How would you encourage tenants to decrease their carbon footprints?
Reducing carbon footprint is part of our ESG strategy but this is also in line with the sustainability initiatives of many of our tenants. The ESG framework itself requires a conversation with the narrower and wider circle of stakeholders including tenants in order to cooperate on achieving sustainability initiatives. The first step is to jointly determine the true environmental footprint of the shopping centre, which might be followed later with joint action plans and targets for carbon footprint reduction. Optimization of logistics and encouraging shared collection points at shopping centres instead of home deliveries can be good tools.
Investing in proptech solutions may help in the battle to do your job. Which of the latest proptech innovations are used to achieve that goal?
Westend has been a pioneer in launching digital services among shopping centres. Our popular mobile application service has reached above 100,000 downloads during the past two years. We have put significant efforts into testing and introducing innovative digital solutions in the past, including robot technology and advanced data analytics. We are also regularly investing in BIM technology and FM-focused developments. We are currently working on more pilot projects with different proptech startups. One of them is about AI-enhanced speech technology on digital info screens, which can be soon tested by the visitors as well.
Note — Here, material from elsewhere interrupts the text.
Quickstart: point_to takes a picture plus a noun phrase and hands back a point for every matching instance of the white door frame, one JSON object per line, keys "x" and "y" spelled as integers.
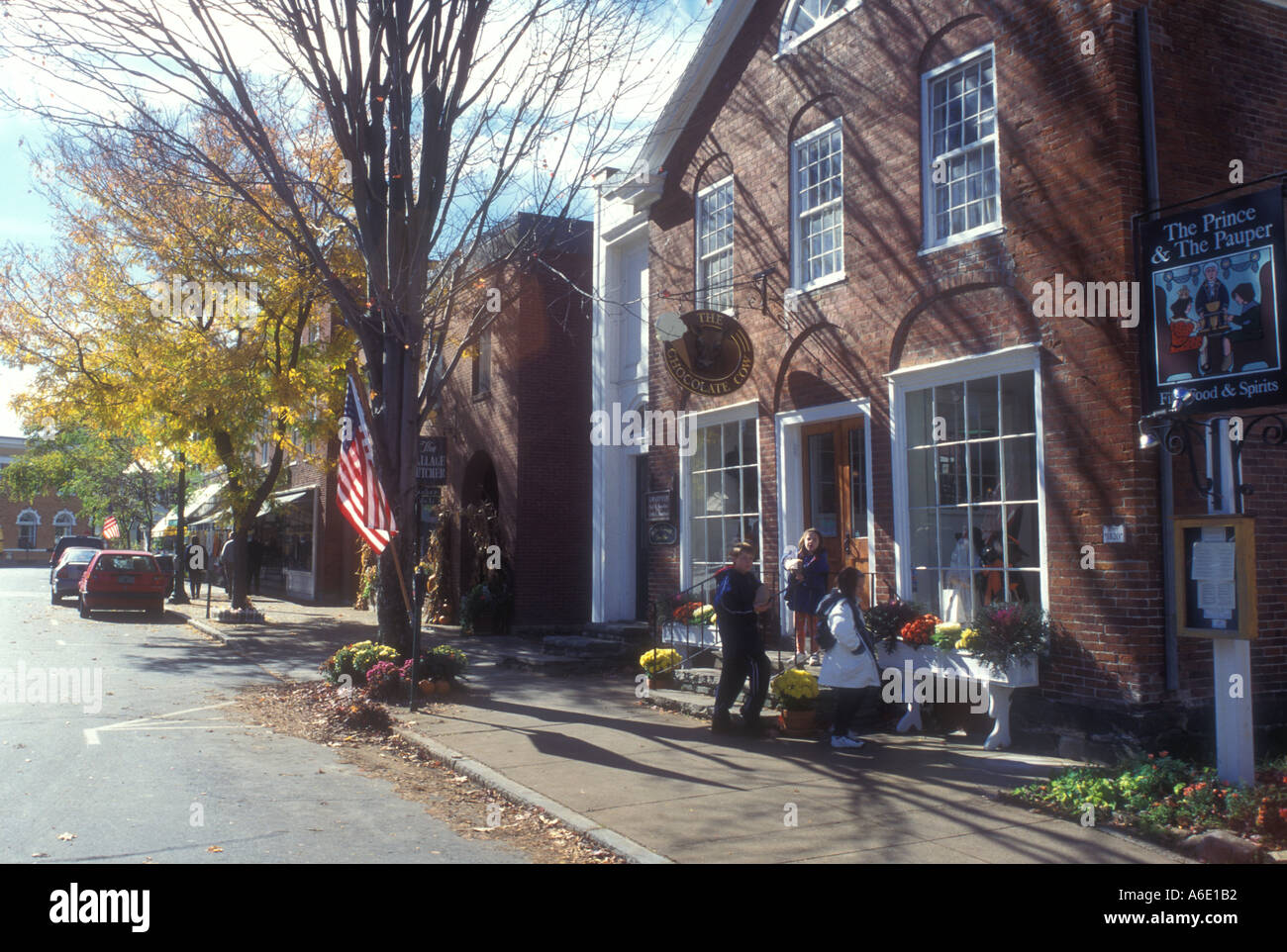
{"x": 788, "y": 428}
Going green and ESG compliance is a must in retail too. What steps were made to be a true green FM and PM service provider and a champion in terms of ESG compliance?
Although green and social responsibility-related initiatives have been part of the life at Gránit Pólus and Westend for several years, the management and the owners of the group have accepted our new ESG implementation strategy in early 2022. The group will publish its first ESG report at the end of this year. Environment-related plans are focusing on the energy efficiency of our buildings, decrease of our carbon footprint, freshwater use as well as purchasing of electricity from renewable sources. With these actions, a net carbon zero position of Westend is not unachievable in the near future. Our detailed roadmap and targets will be assessed and accepted before the end of the year. ESG is considered by us a long-term investment, which has not changed because of the current energy crisis. On the other hand, the crisis has created new opportunities in this respect – speeding up the adaptation of new environmental technologies and pushing market players towards moving much faster toward their ESG goals. A positive consequence at least.